FXstreet.com (London) - If nothing else, yesterday’s shock decision by the FOMC represents a communication breakdown. Especially when “forward-guidance” is all the rage among central bankers. That ultra-dovish Fed chairman Ben Bernanke made the decision to maintain ultra-loose monetary policy should not be a surprise to markets. But in a market where price mechanisms have been distorted beyond use by central bank interventionism, the communication failure will not have done the Fed any favours.

It had been expected that the Fed would taper its monthly purchases by USD10bn. But instead Bernanke announced that it would continue with its USD85bn monthly programme. In his defence of the maintenance of the status quo, Bernanke focussed on unfavourable market interest rate conditions.

“Household spending and business fixed investment advanced, and the housing sector has been strengthening, but mortgage rates have risen further.” In addition, despite any drags on the labour market diminishing, any strengthening of labour market conditions remains fragile and “the tightening of financial conditions observed in recent months, if sustained, could slow the pace of improvement in the economy and labor market.” Bernanke maintained that by continuing full steam ahead with Treasury and MBS purchases, open-ended QE “ should maintain downward pressure on longer-term interest rates, support mortgage markets, and help to make broader financial conditions more accommodative.”

The Fed maintained an extremely dovish position on rate hikes with projections focussing on 2015. The 2015 median forecasts were also revised downwards to 0.75 percent from 1 percent.

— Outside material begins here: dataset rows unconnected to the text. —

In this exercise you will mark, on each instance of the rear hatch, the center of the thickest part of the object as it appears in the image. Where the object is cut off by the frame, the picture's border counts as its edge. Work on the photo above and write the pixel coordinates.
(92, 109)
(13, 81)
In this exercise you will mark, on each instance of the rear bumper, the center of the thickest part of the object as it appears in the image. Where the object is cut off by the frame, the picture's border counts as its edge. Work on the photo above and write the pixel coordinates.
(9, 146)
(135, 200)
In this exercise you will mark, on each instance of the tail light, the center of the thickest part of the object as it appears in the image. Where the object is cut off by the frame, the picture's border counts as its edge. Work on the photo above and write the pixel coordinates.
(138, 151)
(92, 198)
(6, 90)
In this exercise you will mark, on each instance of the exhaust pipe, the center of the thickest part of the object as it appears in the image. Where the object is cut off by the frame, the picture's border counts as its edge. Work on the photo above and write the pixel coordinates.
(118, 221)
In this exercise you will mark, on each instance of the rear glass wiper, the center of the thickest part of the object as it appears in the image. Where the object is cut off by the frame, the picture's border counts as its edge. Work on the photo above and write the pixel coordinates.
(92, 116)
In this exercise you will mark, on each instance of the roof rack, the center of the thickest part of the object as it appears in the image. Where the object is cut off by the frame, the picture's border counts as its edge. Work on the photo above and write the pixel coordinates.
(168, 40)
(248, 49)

Declining quality of the labour market

Bernanke also went on to underline that the previously stated 6.5 percent unemployment rate threshold for an interest rate hike is not a trigger point, and that other conditions would need to be met, iterating that the rate would have to fall significantly lower than this point. This could be seen as an acceptance that while there has been some stabilisation of the headline rate of employment, the quality of the US labour market as been destroyed in recent years, with many of the jobs created in the key monthly non-farm payrolls coming from part-time and underemployed workers. Seasonally adjusted earnings for production and nonsupervisory employees on private non-farm payrolls rose by just 0.1 percent in August to USD8.78 from USD8.85 when the US left the technical recession in June 2009. The language used by Bernanke yesterday suggests that, while inflation remains under control, he can continue with his ultra-loose monetary policy to attack the Fed mandate to improve labour market conditions.

10-year US Treasuries have held at 2.70 percent after shedding 16bps on yesterday’s announcement.

5-year US Treasuries have fallen a further two basis points since the London open after shedding 18bps yesterday. They currently stand at 1.41 percent.